Resin is a vector space model implementation, a modern type information retrieval system and a document based search engine library with fast fuzzy and prefix querying and with customizable tokenizers and scoring (tf-idf included, other schemes supported).
{
"_id": "Q1",
"label": "universe",
"description": "totality of planets, stars, galaxies, intergalactic space, or all matter or all energy",
"aliases": "cosmos The Universe existence space outerspace"
}
var docs = GetWikipediaAsJson();
var dir = @"C:\Users\Yourname\Resin\wikipedia";
using (var write = new WriteOperation(dir, new Analyzer(), docs))
{
write.Execute();
}
// Resin will scan a disk based trie for terms that are an exact match,
// a near match or is prefixed with the query term/-s.
// Postings for each term are fetched and scored.
// A set of postings is produced for each query statement.
// A final answer is compiled by reducing the postings to one set.
// The top scoring documents are returned with a number describing the total amount of documents in the final set,
// so that you can fetch them all if you will, by the built in paging mechanism.

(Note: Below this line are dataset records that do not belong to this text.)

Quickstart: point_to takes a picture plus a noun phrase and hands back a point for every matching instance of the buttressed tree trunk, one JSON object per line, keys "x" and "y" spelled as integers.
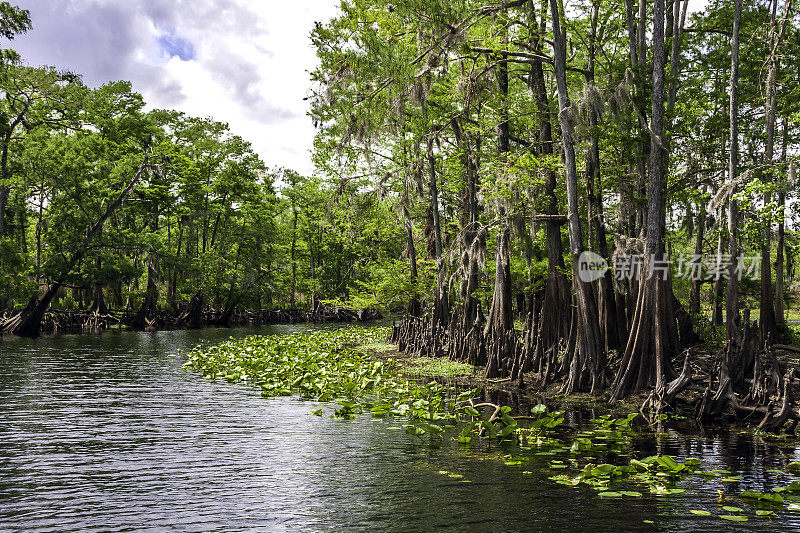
{"x": 653, "y": 335}
{"x": 555, "y": 315}
{"x": 441, "y": 303}
{"x": 28, "y": 322}
{"x": 767, "y": 319}
{"x": 781, "y": 244}
{"x": 732, "y": 296}
{"x": 606, "y": 299}
{"x": 588, "y": 359}
{"x": 501, "y": 321}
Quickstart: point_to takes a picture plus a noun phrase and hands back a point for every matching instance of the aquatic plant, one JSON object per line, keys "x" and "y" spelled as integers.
{"x": 338, "y": 367}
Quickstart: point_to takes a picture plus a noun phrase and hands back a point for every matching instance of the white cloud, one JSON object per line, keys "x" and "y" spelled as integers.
{"x": 244, "y": 62}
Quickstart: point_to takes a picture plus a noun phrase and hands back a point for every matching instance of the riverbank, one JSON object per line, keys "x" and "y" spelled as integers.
{"x": 356, "y": 373}
{"x": 56, "y": 321}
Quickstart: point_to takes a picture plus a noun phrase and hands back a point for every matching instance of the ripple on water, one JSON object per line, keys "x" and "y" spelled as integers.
{"x": 109, "y": 433}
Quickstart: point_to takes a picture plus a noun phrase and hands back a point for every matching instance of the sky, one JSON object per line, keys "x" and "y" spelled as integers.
{"x": 243, "y": 62}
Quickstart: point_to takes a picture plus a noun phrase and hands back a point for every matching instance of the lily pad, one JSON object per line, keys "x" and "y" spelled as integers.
{"x": 734, "y": 518}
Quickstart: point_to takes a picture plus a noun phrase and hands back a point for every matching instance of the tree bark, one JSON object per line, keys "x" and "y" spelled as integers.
{"x": 28, "y": 322}
{"x": 732, "y": 296}
{"x": 780, "y": 246}
{"x": 653, "y": 333}
{"x": 441, "y": 304}
{"x": 588, "y": 359}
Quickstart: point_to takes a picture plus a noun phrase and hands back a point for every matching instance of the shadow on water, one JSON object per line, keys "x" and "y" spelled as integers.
{"x": 108, "y": 432}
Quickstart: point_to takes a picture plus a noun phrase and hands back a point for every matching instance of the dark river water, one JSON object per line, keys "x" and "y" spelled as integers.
{"x": 109, "y": 433}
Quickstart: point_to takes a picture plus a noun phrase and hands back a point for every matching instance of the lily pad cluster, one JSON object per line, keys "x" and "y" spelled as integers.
{"x": 334, "y": 367}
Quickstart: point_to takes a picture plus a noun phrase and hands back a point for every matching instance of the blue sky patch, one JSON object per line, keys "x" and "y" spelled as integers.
{"x": 173, "y": 45}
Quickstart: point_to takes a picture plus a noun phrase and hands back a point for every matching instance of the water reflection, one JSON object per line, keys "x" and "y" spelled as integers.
{"x": 109, "y": 433}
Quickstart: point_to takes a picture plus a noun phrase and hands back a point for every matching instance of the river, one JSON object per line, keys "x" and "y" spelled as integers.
{"x": 109, "y": 433}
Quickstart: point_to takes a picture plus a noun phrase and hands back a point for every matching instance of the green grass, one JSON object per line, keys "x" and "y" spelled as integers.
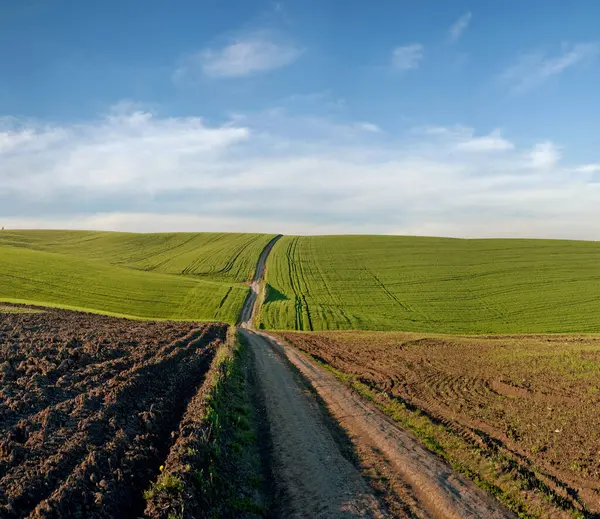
{"x": 5, "y": 309}
{"x": 216, "y": 256}
{"x": 50, "y": 279}
{"x": 433, "y": 285}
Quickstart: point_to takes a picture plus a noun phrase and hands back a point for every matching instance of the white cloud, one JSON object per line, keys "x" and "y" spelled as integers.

var result = new Searcher(dir).Search("label:good bad~ description:leone");
// Document scores, i.e. the aggregated tf-idf weights a document recieve from a simple or compound query,
// is also included in the result:
var scoreOfFirstDoc = result.Docs.First().Fields["__score"];
- Layout basic architecture and infrastructure of a modern IR system - v0.9b
- Scan as fast as Lucene - v1.0
- Merge best parts of the Lucene query language and the Elasticsearch DSL into RQL (Resin query language) - v2.0
- Make all parts of Resin distributable - v3.0
- Tooling.
Sir is an Elasticsearch clone with improved querying capabilities, built on Resin.